Academics join novelists, a judge and a curator in sharing emotive explorations of home and belonging in this rich collection of essays about the complexities of place and identity-making. Do I Belong? encourages the reader to think hard about what the European project actually means.
Ambivalence about the European Union pervades the essays, as does concern for home-grown terrorism resulting from Europe’s colonial history – a history now coming back to haunt the present. Many contributors believe that the EU has failed in its primary goal of creating a unified continent without further conflict.
A frequently mentioned event is the attack on the French satirical magazine, Charlie Hebdo, by jihadist gunmen in 2015. This acts as a pivot for many of the book’s essays, as the assault lies symbolically at the centre of how we discuss European identity. The magazine itself has been a playground bully of European discourse – designed to offend, a demonstration of freedom of speech taken to extremes.
The opposite of belonging is alienation and Charlie Hebdo finds itself in a problematic position in terms of our ability to exercise freedom of speech in a mature way.
Arguably, one of the aims behind the founding of the community that later morphed into the EU was keeping France and Germany on good terms and thereby preventing another European war. Yet, if Germany is commonly understood to be responsible for Europe’s 20th-century world wars, in these pages it receives mainly praise for its postwar willingness to face up to its past.
The UK, on the other hand, has still to face up to its atrocities and is now pioneering its own brand of insular small-mindedness with Brexit, defying European solidarity and empowering similar movements elsewhere in the EU. Meanwhile, France continues to further alienate its vulnerable immigrant and second-generation citizens.
Much space is given in the book to writers from Israel and the Middle East who, having settled in Europe, help to define what the EU project is and the perilous position it finds itself in.

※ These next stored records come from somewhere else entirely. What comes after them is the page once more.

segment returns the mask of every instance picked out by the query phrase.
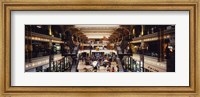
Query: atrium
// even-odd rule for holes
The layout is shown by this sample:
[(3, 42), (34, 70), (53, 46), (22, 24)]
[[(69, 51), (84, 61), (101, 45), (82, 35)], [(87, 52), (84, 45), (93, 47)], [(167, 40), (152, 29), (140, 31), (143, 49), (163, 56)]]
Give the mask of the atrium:
[(175, 72), (175, 25), (25, 25), (25, 72)]

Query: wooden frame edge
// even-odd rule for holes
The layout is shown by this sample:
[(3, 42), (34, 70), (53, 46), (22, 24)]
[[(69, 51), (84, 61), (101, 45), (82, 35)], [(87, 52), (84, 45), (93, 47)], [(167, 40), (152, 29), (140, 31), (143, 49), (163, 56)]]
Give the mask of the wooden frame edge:
[[(5, 4), (10, 4), (10, 3), (5, 3)], [(12, 3), (13, 4), (13, 3)], [(11, 4), (11, 5), (12, 5)], [(21, 3), (20, 3), (21, 4)], [(194, 20), (192, 19), (191, 21), (193, 21), (194, 22), (194, 31), (193, 32), (196, 32), (196, 34), (197, 34), (197, 31), (198, 31), (198, 23), (196, 22), (196, 20), (195, 19), (197, 19), (198, 17), (197, 17), (197, 15), (198, 15), (198, 13), (197, 13), (197, 3), (192, 3), (192, 4), (194, 4), (194, 6), (195, 6), (195, 8), (193, 9), (193, 11), (194, 11)], [(22, 4), (23, 5), (23, 4)], [(3, 4), (3, 10), (5, 10), (5, 12), (4, 12), (4, 18), (6, 18), (6, 17), (10, 17), (10, 13), (7, 13), (7, 11), (9, 11), (10, 9), (8, 8), (8, 9), (6, 9), (6, 8), (4, 8), (6, 5), (4, 5)], [(6, 14), (5, 14), (6, 13)], [(190, 18), (191, 19), (191, 18)], [(3, 19), (2, 19), (3, 20)], [(197, 19), (198, 20), (198, 19)], [(10, 29), (8, 28), (10, 25), (8, 24), (8, 22), (10, 22), (10, 20), (9, 20), (9, 18), (6, 18), (5, 20), (3, 20), (3, 23), (4, 24), (6, 24), (6, 25), (4, 25), (4, 27), (3, 27), (3, 31), (2, 32), (10, 32)], [(191, 29), (190, 29), (190, 31), (191, 31)], [(7, 40), (7, 38), (9, 37), (8, 36), (8, 34), (6, 34), (5, 35), (6, 36), (6, 40), (4, 40), (4, 41), (10, 41), (9, 39)], [(198, 35), (197, 35), (198, 36)], [(194, 35), (194, 41), (196, 41), (198, 38), (197, 37), (195, 37), (195, 35)], [(4, 39), (4, 38), (3, 38)], [(2, 42), (2, 44), (3, 45), (6, 45), (5, 47), (9, 47), (8, 45), (7, 45), (7, 43), (6, 44), (4, 44), (3, 42)], [(194, 46), (195, 46), (195, 44), (196, 43), (194, 43)], [(2, 47), (3, 48), (3, 47)], [(198, 49), (196, 49), (196, 46), (194, 47), (194, 50), (195, 51), (198, 51)], [(4, 51), (4, 49), (3, 49), (3, 51)], [(2, 52), (3, 52), (2, 51)], [(5, 49), (5, 55), (6, 56), (9, 56), (10, 55), (10, 53), (7, 53), (7, 51), (6, 51), (6, 49)], [(197, 57), (198, 55), (196, 55), (195, 53), (194, 53), (194, 57)], [(3, 57), (3, 56), (2, 56)], [(7, 58), (7, 57), (6, 57)], [(194, 67), (196, 67), (196, 65), (197, 65), (197, 63), (198, 63), (198, 61), (197, 60), (194, 60), (194, 62), (195, 62), (195, 64), (194, 64)], [(5, 61), (3, 61), (3, 63), (7, 63), (7, 60), (5, 60)], [(9, 63), (10, 64), (10, 63)], [(6, 66), (4, 66), (4, 67), (6, 67)], [(10, 68), (10, 67), (9, 67)], [(4, 75), (4, 82), (3, 83), (6, 83), (5, 84), (5, 86), (4, 86), (4, 94), (12, 94), (12, 93), (16, 93), (16, 94), (18, 94), (18, 93), (23, 93), (23, 91), (16, 91), (15, 89), (17, 89), (17, 88), (10, 88), (10, 85), (8, 84), (8, 83), (10, 83), (10, 80), (8, 79), (8, 77), (6, 77), (6, 76), (9, 76), (10, 77), (10, 75), (9, 75), (9, 73), (10, 73), (10, 70), (8, 69), (8, 68), (6, 68), (6, 69), (4, 69), (6, 72), (4, 73), (4, 74), (6, 74), (6, 75)], [(190, 68), (190, 71), (191, 70), (195, 70), (195, 68)], [(196, 69), (197, 70), (197, 69)], [(196, 85), (196, 81), (197, 81), (197, 72), (194, 72), (193, 73), (194, 75), (192, 75), (192, 76), (194, 76), (194, 79), (193, 79), (193, 81), (194, 81), (194, 84), (192, 84), (191, 86), (191, 88), (190, 88), (190, 91), (191, 92), (188, 92), (189, 94), (196, 94), (196, 93), (198, 93), (198, 88), (196, 87), (197, 85)], [(190, 76), (191, 78), (190, 79), (192, 79), (193, 77), (192, 76)], [(18, 89), (17, 89), (18, 90)], [(25, 91), (24, 91), (25, 92)], [(27, 93), (29, 93), (28, 91), (26, 91)], [(39, 91), (39, 92), (41, 92), (41, 91)], [(51, 91), (50, 91), (51, 92)], [(55, 91), (54, 91), (55, 92)], [(64, 91), (64, 92), (66, 92), (66, 91)], [(63, 93), (64, 93), (63, 92)], [(104, 91), (105, 92), (105, 91)], [(124, 92), (125, 93), (125, 91), (122, 91), (122, 92)], [(131, 91), (131, 92), (133, 92), (133, 91)], [(161, 93), (167, 93), (167, 92), (169, 92), (169, 91), (165, 91), (165, 92), (161, 92)], [(31, 92), (30, 92), (31, 93)], [(32, 92), (33, 93), (33, 92)], [(35, 92), (35, 93), (37, 93), (37, 92)], [(48, 92), (44, 92), (44, 93), (48, 93)], [(73, 92), (70, 92), (70, 93), (73, 93)], [(77, 93), (77, 92), (74, 92), (74, 93)], [(81, 92), (80, 92), (81, 93)], [(83, 92), (83, 93), (87, 93), (87, 92)], [(100, 93), (100, 92), (97, 92), (97, 93)], [(129, 93), (129, 92), (127, 92), (127, 93)], [(145, 92), (136, 92), (136, 93), (145, 93)], [(150, 92), (146, 92), (146, 93), (154, 93), (154, 92), (152, 92), (152, 91), (150, 91)], [(173, 92), (169, 92), (169, 93), (173, 93)], [(174, 92), (174, 93), (181, 93), (181, 92)], [(186, 93), (187, 94), (187, 93)]]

But what do we understand Europe to be? For many of the book’s contributors, it is an essentially forward-looking project with no fixed conception of what ‘European’ means – it will be whatever people make of it. Because of this, Europe will only survive if it constantly evolves and reinvents itself. ‘Europe is Janus-faced… Whoever wants to unite the continent must respect its infinite variety’, writes the Israeli-Austrian contributor Doron Rabinovici .
For me, music can help us explore such questions of belonging. The electronic group Kraftwerk are my symbol of Europe in its malleability, one that faces the horrors of the past while pushing forward. At a recent performance of theirs near an ancient Portuguese castle on the Atlantic coast, I was toe-tapping along with electronica zealots from all over Europe, paying our respects to practically the only famous German pop band to enthuse the rest of the world, from Detroit DJs to French minimalists. Songs about cycling, the railway networks, the Autobahn and online connections were sung in Russian, French, Spanish, Italian, English and German. Their cold exterior belied an undeniable warmth and love for the European project.
Kraftwerk embody Germany’s hyperawareness of the past. They wrote blissful yet quietly disturbing anthems of popular culture and modernity, while always looking to a future suffused with technology. They turn to the past to praise Nazi-built motorways - but drive towards the future on top of the ground of the Autobahn that were built on the very ground of trauma, the asphalt built by Nazi slave labour. Europe’s past is still very present, and we are defined by this historical nightmare.